On top of that, the wood I’m burning has to come from somewhere. The current fuel for my fire comes from a beautiful old eucalypt tree that had to be felled over at the House of the Gumtrees (mmm, free firewood!), however my ex-landlord only let me take what I could fit in my Corolla (a surprisingly large amount when you’re determined…) and I’m about to run out. Firewood sales in Tasmania are unregulated, with many sellers setting up trucks on the roadside with cheap loads for sale. Problem is you don’t know where that wood has come from or what condition it’s in:

  • Is is green, wet or rotten?
  • Was it illegally taken from State Forests, National Parks or trespassing on private land?
  • Were old hollowed trees felled that provide important habitat for wildlife (including several endangered species)?

And that’s without considering if it’s actually the tonnage they’re saying it is!


I know exactly where my last load of firewood came from (and how sad I was that such a beautiful old tree had to go)

There’s no hiding from the truth: the wood heater is not an environmentally friendly way to heat my home! It’s what I’ve got, however, so it’s up to me to make the best of it.

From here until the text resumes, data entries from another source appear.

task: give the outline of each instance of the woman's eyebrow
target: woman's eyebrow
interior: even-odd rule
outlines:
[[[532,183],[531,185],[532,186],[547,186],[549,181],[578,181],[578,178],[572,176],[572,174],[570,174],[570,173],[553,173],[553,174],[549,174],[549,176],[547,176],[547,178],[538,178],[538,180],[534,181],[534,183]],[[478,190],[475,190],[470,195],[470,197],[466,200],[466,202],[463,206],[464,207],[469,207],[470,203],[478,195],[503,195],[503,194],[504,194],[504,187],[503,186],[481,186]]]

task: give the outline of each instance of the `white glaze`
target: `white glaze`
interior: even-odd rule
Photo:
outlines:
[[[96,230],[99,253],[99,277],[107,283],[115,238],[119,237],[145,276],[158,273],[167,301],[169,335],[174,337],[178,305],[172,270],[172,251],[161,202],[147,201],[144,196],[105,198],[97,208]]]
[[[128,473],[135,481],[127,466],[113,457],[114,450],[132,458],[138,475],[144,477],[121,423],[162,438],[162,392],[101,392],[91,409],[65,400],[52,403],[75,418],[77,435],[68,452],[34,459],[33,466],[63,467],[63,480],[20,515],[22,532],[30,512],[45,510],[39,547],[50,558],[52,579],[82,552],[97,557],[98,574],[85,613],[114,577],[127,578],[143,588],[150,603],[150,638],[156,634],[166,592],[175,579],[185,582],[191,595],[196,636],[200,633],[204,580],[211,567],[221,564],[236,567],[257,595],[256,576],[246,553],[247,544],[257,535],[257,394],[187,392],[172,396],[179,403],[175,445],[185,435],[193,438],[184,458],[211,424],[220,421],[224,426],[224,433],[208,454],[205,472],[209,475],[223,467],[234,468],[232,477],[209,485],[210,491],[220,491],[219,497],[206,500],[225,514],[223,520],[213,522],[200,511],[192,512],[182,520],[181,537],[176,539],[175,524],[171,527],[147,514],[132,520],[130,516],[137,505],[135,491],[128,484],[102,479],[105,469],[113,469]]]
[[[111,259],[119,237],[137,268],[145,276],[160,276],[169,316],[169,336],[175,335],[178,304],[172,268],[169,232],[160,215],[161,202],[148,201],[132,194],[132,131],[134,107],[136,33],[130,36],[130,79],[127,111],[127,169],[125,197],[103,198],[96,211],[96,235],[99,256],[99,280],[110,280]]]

I’ve been researching wood heaters and firewood recently and I’ve learnt that:

  • The moisture content of your timber needs to be below 25% for an efficient burn.
  • Burning green or wet timber increases particulate emissions (as well as being much less efficient).
  • Even stored under cover, firewood has an amazing capacity to absorb moisture on rainy days.
  • Burning pine needles is fun.
  • Baffle plates significantly improve the heat exchange from your wood heater (and having it bend and jam open – again – is a bad thing. *sigh*).
  • Burning old painted fence posts is an environmental no-no, no matter how much free timber it is or how much your lovely new neighbours assure you it’ll be ok.
  • Accidentally throwing in an envelope with a plastic window results in noxious fumes: don’t do it.
  • You can’t add the ash and charcoal to your compost, but a small amount mixed with other things is ok in mulch.
  • There’s no regulation of the firewood industry in Australia, and there are a lot of dodgy vendors in Hobart (if the internet is to be believed)
  • There is a voluntary industry code of practice that sets out standards that wood will be sustainably harvested, in accordance with all laws and protective orders, stored correctly and sold with moisture contents below 25%, with weighbridge tickets provided.
  • There is one supplier in the whole of Tasmania who is signatory to the voluntary code, and they’ll deliver to my suburb.
  • The cold metal of my bed frame is very nice to rest my blistered skin on when I inevitably burn myself on the wood heater door/frame/handle
  • So. Many. Splinters.

So, after a little research and environmental guilt I’ve come to the following positions:

  1. The wood heater only gets lit if (1) the temperature is below 10oC and (2) I’m going to be home all night (no fire on taiko training nights!)
  2. Use discarded newspaper from work and household waste (loo rolls, paperwork from the last lease, letters from politicians) to get the fire started
  3. Pay the extra to buy firewood from the lone code signatory supplier; it’s not that much more than other suppliers and I know it’s as ethically sound as I’m going to get.
  4. Keep my garden prunings to burn next winter: at least the damn invasive vine I cut down will be useful!
  5. When the fire’s lit, actively enjoy it.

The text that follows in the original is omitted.